Short-cuts (45)

Short-cuts (45)

semaine du 28 / 11 / 16

"There will be time, there will be time

To prepare a face to meet the faces that you meet"


les fenêtres – reflets – tout ce qui demeure entre les murs où les mots sont silencieux. il y a des gens qui y vivent, derrière les rideaux lumineux, isolés des mouvements intermittents des étrangers au passage. il se fait chaud et immobile parmi leurs lumières assourdies durant les millièmes de secondes qu’existe la rencontre entre une rétine et leurs vies.

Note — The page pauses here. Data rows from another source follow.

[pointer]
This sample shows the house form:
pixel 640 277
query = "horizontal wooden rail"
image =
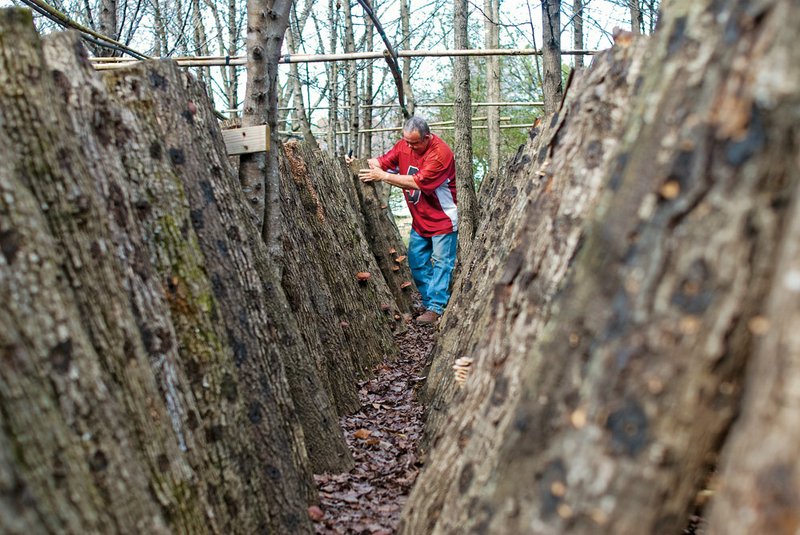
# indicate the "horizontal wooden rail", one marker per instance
pixel 104 63
pixel 399 128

puis, c’est la séparation.

par exemple :

au deuxième étage d’un haut HLM, banlieue chic, contrastes. derrière la première fenêtre sur la droite, la cuisine. au milieu, un plan de travail. un lustre à l’abat-jour rouge fait danser des ombres chaudes sur les murs. les rideaux sont toujours ouverts. le Un passe devant son immeuble vers 7h17. il se réveille tôt. parfois il est face à la fenêtre. immobile, inconscient, il règne sur l’origine du jour. (je ne le ferai ni parler ni penser.) il prend son petit-déjeuner. vingt-quatre images par seconde. divisées par un clignement des yeux involontaire. il en reste sept, huit. figement de sa réalité dans le reflet d’une scène filmée par mes rétines. le vacarme du monde du dehors est bien loin. il l’affrontera plus tard.

parfois, la lumière est éteinte. alors j’ai peur. de la mort.


 
 

novi tjedan : 28 / 11 / 16

"There will be time, there will be time

To prepare a face to meet the faces that you meet"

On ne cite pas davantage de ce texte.